All buildings must have a strong,
serviceable, stable and durable design
Why do you suppose we need structural design professionals to be involved in every aspect of building processes? I’ve thought about this often, since we’ve done a load of DIY projects that involve building, and we have seldom had professionals help us. But the point is that any building or structural element, however simple it may be, must be built in accordance with accepted principles of structural design. For instance we don’t just pile bricks on top of one another without sandwiching suitably mixed mortar between them – although I have visited an amazing home in Johannesburg where an architect totally defied this principle and built an incredible home on Linksfield ridge out of bricks sans mortar! But this is not the norm. Similarly, we don’t balance poles together like pick-up-sticks in the hope that they will stay in place.

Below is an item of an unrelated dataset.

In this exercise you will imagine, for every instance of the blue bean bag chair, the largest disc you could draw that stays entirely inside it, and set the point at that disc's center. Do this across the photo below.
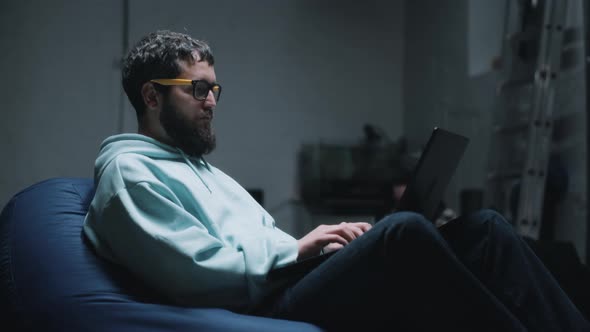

The Role of the Regulations in Structural Design
As the national building regulations state:
“Any building and any structural element or component” must be designed to “provide strength, stability, serviceability and durability”.
It is also vital that buildings are designed so that if the structural system is in any way overloaded they won’t collapse with disastrous consequences.
The regulations also state that these design requirements shall be “deemed to be satisfied” when buildings are designed in accordance with this section of SANS 10400, namely Structural Design.
When I last accessed the SABS online to see if these section of the regs was available, it wasn’t. However, there is no doubt that it will ultimately list all the other standards that designers should refer to when undertaking structural design.
Structural Design must be in Accordance with National Standards
It is essential that all structural systems are designed and built by professionals. It is also essential that all materials used are suitable and SABS approved.
Some of the SANS that are used by structural designers are:
- SANS 10100-1: The structural use of concrete (specifically Part 1: Design)
- SANS 10162: The structural use of steel
- SANS 10163: The structural use of timber
- SANS 10164: The structural use of masonry
There are also various SANS that focus on the basis of structural design and actions for buildings and industrial structures. These relate to a variety of actions that are caused by self-weight and imposed loads, wind, seismic action, thermal elements, geotechnical elements, and even cranes and machinery.
Lastly, there are international standards that should also be followed, some of which are available from the SABS.